30/10/2021

COLUMN – wegwijs

Nadat ik mijn fiets stevig heb vastgemaakt, ga ik samen met Margot richting de hoofdingang van de 24 urenloop, waar we al meteen worden tegengehouden. ‘Komen jullie om te lopen?’ Ik leg uit dat ik hier ben om een interview af te nemen, waarna de medewerkster ons doorverwijst naar de ingang van de crew, helemaal aan de andere kant van het terrein. We stappen het hele gebouw rond en met ons Covid Safe Ticket raken we uiteindelijk binnen.

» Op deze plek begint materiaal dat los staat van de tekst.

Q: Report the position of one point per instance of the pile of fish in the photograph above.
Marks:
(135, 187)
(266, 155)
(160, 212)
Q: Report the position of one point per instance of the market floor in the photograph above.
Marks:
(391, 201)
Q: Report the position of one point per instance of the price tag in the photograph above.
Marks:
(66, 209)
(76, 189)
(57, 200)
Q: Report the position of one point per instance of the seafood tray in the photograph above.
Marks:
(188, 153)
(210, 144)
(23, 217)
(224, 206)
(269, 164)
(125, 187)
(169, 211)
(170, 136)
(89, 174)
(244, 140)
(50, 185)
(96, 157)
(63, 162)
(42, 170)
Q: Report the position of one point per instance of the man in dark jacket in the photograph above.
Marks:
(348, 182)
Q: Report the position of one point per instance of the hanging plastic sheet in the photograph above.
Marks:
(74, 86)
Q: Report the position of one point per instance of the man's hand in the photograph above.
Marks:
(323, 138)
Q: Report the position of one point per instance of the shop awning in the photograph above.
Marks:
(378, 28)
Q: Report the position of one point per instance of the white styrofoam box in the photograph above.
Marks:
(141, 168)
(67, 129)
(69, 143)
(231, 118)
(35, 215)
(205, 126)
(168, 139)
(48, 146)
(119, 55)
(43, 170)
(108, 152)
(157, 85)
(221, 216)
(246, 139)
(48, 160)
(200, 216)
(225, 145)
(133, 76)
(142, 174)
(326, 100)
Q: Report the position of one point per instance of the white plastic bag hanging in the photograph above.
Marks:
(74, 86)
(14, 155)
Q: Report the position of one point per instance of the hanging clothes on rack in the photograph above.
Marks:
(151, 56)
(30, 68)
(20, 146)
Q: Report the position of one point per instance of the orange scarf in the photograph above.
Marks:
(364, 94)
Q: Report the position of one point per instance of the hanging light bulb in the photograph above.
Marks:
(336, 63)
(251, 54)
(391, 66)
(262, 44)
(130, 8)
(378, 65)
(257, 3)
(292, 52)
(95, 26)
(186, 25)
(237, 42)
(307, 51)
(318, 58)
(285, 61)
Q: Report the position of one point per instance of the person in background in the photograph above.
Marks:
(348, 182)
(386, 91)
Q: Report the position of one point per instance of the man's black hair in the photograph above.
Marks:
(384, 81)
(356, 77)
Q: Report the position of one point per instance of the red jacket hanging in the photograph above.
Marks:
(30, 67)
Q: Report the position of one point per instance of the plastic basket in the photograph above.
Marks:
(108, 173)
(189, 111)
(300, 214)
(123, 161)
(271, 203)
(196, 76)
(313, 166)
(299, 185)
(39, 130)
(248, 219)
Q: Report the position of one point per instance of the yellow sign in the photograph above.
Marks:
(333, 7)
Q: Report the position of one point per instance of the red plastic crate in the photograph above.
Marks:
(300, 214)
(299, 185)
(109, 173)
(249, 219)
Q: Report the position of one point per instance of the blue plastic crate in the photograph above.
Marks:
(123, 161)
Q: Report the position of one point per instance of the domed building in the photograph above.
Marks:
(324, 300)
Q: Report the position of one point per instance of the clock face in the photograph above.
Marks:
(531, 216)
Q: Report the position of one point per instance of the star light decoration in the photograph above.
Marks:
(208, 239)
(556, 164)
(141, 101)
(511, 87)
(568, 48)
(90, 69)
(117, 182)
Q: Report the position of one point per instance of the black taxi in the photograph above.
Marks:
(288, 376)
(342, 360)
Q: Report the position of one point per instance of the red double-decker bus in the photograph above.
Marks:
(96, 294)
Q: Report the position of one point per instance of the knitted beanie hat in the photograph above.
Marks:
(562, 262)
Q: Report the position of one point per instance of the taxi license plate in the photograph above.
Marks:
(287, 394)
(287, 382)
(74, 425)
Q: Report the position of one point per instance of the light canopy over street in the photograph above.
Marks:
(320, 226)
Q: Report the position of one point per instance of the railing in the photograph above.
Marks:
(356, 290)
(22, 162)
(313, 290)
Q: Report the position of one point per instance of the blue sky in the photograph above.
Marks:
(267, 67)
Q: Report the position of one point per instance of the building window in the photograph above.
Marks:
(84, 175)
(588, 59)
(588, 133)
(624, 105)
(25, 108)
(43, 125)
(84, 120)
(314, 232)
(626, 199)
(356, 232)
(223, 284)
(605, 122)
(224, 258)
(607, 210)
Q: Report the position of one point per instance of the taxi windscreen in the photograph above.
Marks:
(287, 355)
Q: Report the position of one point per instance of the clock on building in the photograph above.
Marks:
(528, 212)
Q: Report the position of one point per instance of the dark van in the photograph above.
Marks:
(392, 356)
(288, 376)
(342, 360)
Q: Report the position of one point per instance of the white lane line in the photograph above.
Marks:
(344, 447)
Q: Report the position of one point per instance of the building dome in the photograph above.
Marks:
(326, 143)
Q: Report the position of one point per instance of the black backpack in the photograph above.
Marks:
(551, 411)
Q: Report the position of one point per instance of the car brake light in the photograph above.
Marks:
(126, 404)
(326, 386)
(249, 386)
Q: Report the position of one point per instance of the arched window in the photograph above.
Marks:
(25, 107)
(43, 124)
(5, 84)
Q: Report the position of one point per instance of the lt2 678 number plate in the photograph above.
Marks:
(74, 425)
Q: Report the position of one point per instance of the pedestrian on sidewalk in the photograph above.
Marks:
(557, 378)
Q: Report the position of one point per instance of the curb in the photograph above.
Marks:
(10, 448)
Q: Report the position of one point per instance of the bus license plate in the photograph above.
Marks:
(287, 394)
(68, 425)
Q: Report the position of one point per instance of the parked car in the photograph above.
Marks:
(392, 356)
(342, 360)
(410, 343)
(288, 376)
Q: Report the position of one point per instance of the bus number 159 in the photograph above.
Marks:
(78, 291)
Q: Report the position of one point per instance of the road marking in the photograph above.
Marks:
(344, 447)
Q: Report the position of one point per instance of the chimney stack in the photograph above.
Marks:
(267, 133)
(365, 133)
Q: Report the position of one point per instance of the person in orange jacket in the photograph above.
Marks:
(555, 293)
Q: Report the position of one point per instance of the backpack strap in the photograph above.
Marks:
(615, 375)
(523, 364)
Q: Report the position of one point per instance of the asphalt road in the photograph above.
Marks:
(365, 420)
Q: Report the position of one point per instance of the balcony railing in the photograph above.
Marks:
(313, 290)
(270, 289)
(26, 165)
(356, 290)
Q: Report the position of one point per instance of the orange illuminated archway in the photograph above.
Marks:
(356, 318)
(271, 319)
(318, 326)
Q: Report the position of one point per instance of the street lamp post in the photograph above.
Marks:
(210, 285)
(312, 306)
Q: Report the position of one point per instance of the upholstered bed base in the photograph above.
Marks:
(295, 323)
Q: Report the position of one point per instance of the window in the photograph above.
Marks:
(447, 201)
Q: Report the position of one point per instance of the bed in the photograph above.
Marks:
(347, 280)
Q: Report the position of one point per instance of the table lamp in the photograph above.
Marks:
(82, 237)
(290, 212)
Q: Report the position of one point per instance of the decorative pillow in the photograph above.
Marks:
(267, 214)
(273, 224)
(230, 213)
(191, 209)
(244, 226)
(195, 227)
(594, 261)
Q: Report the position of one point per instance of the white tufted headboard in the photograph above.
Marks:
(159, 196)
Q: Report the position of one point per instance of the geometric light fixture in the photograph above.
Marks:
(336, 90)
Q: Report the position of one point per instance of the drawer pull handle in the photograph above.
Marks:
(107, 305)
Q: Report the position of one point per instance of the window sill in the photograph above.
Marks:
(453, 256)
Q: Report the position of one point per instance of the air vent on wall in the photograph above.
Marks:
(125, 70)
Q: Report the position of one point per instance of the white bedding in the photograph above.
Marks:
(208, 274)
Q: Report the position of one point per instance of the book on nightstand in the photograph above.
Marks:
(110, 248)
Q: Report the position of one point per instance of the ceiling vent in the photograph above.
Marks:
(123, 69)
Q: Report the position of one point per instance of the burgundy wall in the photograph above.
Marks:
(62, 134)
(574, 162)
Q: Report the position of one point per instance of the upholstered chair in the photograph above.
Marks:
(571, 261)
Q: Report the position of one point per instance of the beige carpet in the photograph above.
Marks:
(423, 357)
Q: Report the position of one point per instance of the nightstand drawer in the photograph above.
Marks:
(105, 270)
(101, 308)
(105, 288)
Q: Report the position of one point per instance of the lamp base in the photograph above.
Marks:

Na ruim vier uur vol sfeer, enthousiasme en hotdogs, besluiten we rond 22.30 u terug te keren naar ons kot. Maar dat loopt minder soepel dan verwacht. We volgen de bordjes uitgang, waar we opnieuw worden gestopt. ‘Hebben jullie gelopen?’ ‘Nee,’ antwoord ik, ‘ik heb hier enkel interviews afgenomen.’ ‘Dan zullen jullie langs de andere uitgang naar buiten moeten. Anders raakt onze telling in de war.’ Zucht. We keren terug en leggen weer helemaal hetzelfde parcours rond de looppiste af.

Waar wij naar buiten moeten, staan massa’s mondmaskerloze mensen tegen elkaar geplakt te wachten om binnen te raken en nergens is een opening waar we weg kunnen. ‘Zijn jullie hier bij een vereniging?’, vraagt de zoveelste medewerkster ons. Weer leg ik uit waarom we hier zijn. ‘Dan zou ik zeggen: probeer ertussen door te glippen.’ Terwijl Margot en ik ons tussen de massa wringen, vuurt de hele wachtrij boze blikken op ons af. ‘Eindelijk!’ zuchten we opgelucht, het voelt alsof we net op tijd uit een escaperoom zijn ontsnapt.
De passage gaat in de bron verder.